Antarctica’s Pine Island Glacier is captured by NASA video melting before our eyes, releases massive amounts of ice, one measuring 12×24 miles in size (nearly 290 square miles), and many others in a large flotilla of icebergs.

An iceberg called "B31" began its journey out into the Southern Ocean. It is just the most recent event in the now ongoing decline of the Pine Island Glacier. And we can expect many, many more major ice releases as this vast glacier continues its deglaciation.
"Iceberg calving is a very normal process.
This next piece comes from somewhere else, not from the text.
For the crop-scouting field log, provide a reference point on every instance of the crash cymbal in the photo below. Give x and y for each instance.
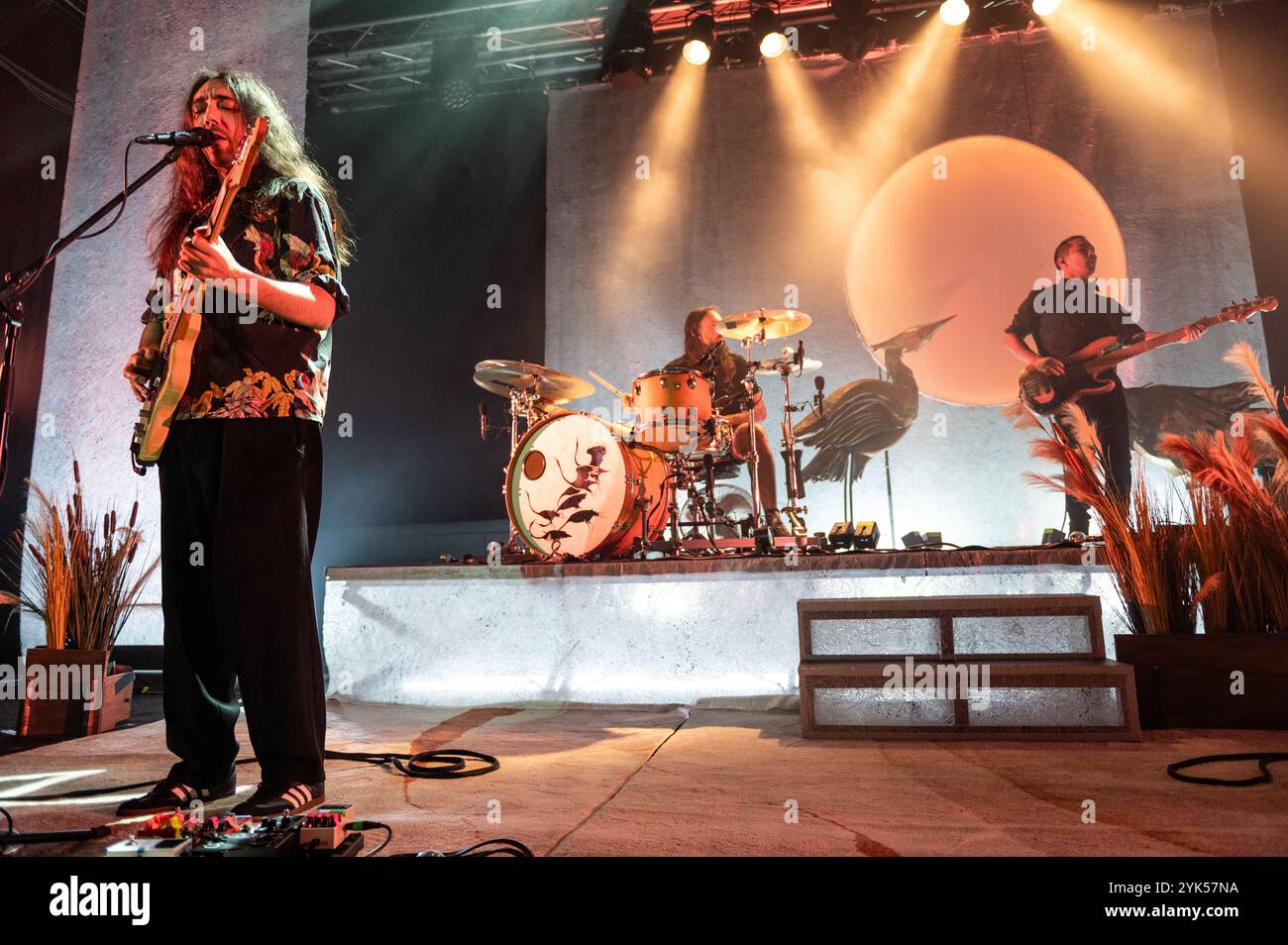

However, the detachment rift, or crack, that created this iceberg was well upstream of the 30-year average calving front of Pine Island Glacier (PIG), so this a region that warrants monitoring." said Kelly Brunt, a glaciologist at NASA’s Goddard Space Flight Center.

The Antarctic ice sheet is the largest mass of ice on earth, containing the equivalent to 190 ft. of sea level rise. The Pine Island and Thwaites glaciers are two of Antarctica's five largest ice streams. Scientists have found that the flow of these ice streams has accelerated in recent years. If they were to melt, global sea levels would rise by 3 to 6 ft and would risk destabilising the entire West Antarctic Ice Sheet.

About 14 years ago, another large ice mass called "B15" calved from Antarctica. Iceberg B-15 is the world's largest recorded iceberg. It measured around 183 miles long and 23 miles wide, and calved from the Ross Ice Shelf of Antarctica in March 2000. The video below will give you an idea of the size of these.

In March 2000, Iceberg B-15 calved from the Ross Ice Shelf near Roosevelt Island, Antarctica. The calving occurred along cracks in the ice shelf, similar to what happened to B31.